Prendre de la hauteur pour relancer l’Europe mais aussi pour tenter de se relancer lui-même, tel est l’exercice auquel le chancelier allemand Olaf Scholz s’est livré lundi 29 août à l’université Charles à Prague. Présenté comme une réponse aux visions européennes énoncées par Emmanuel Macron en 2017 dans le «discours de la Sorbonne», le texte de Scholz est venu combler cinq ans sans réponse de la part d’Angela Merkel, et ce, avant les deux sommets européens sur l’avenir de l’Europe qui auront lieu en octobre.
Dans une prise de parole de cinquante minutes, une éternité pour ce chancelier qui adore répondre aux questions complexes des journalistes par oui ou par non, le dirigeant social-démocrate n’a été que modérément visionnaire, préférant livrer de nombreuses propositions de réformes plus ou moins fraîches dans à peu près tous les secteurs.
Si ces propositions de renforcement de la défense européenne, comme la concentration des industries d’armement, la création d’un conseil européen de défense ou un système antiaérien européen, sont déjà connues et/ou restent vagues, on retiendra tout de même que l’Allemagne, qui a longtemps joué la carte russe, se tourne vraiment vers l’Europe de l’Est.

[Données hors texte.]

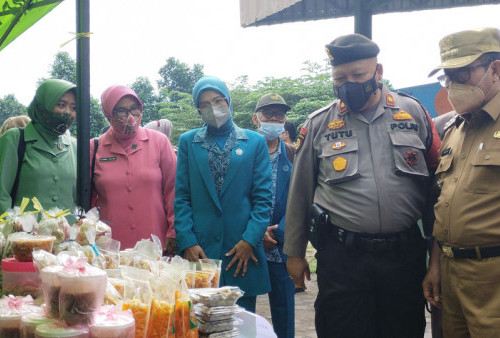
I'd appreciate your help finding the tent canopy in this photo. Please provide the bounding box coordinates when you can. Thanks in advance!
[0,0,63,51]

Scholz veut ainsi «s’engager pour l’élargissement de l’Union européenne [UE] aux Etats des Balkans occidentaux», ainsi qu’à l’Ukraine, la Moldavie et la Géorgie.
Transfert de souveraineté vers l’UE
Dans cette future configuration, les règles de fonctionnement devront forcément évoluer, a expliqué le chancelier. Il propose en conséquence l’abandon de la prise de décision à l’unanimité pour ne pas paralyser le fonctionnement de l’UE. L’annonce, qui équivaut à un transfert relatif de souveraineté vers l’UE, et déplaît aux petits pays européens soucieux de leur pouvoir de véto, est en tout cas un pas de taille pour l’Allemagne. Au passage, Scholz a soutenu une intervention soudée et rapide sur les marchés de l’énergie pour limiter les hausses de prix.
Outre-Rhin, les commentateurs ont accueilli le discours avec un intérêt poli et un hochement de tête sceptique. «On ne devient pas un grand Européen avec de grandes thèses, mais seulement avec de grandes actions», rappelle le quotidien conservateur Frankfurter Allgemeine Zeitung. Quant au quotidien de centre gauche Süddeutsche Zeitung, il a l’impression «que le chancelier a présenté quelque chose qui a été écrit par des bureaucrates du gouvernement à Berlin pour des bureaucrates du gouvernement dans d’autres capitales, mais qui passe complètement à côté de la vie de la plupart des gens normaux».
Pendant que Scholz discourt sur l’Europe, les Allemands «normaux» sont effectivement livrés à la crise gazière et le gouvernement fédéral se trouve face à deux défis très concrets. D’abord éviter le brutal choc social qui se profile pour les foyers défavorisés avec le rattrapage des prix de l’énergie prévu début octobre. Ensuite, faire que le pays ait de quoi se chauffer et faire tourner ses usines pendant l’hiver.
Des semaines pour prendre position
Face à cela, le style indécis et parfois mutique adopté par Olaf Scholz depuis le début de son mandat n’améliore pas les choses. Il a fallu des semaines pour qu’il prenne position contre le pipeline Nord Stream 2 ou sur les livraisons d’armes à l’Ukraine. Et quand une commission d’enquête l’interroge sur d’étranges cadeaux fiscaux faits à une banque du temps où il était maire de Hambourg, il ne se souvient de rien.
Enfin, sur la crise du gaz et la manière de préparer le pays à l’affronter, il préfère laisser son ministre de l’Energie et du climat, l’écologiste Robert Habeck, monter au créneau. Mais si ce dernier encaisse les coups, il récolte aussi les bons points. Ce qui énerve les deux autres partis de la coalition, libéraux et sociaux-démocrates, de moins en moins solidaires. Le tout donne l’impression qu’il n’y a pas de pilote dans l’avion. Ce n’est donc pas le discours de Prague qui va relancer Olaf Scholz dont la popularité (25% d’opinions positives – sondage Insa), est en train de s’effondrer.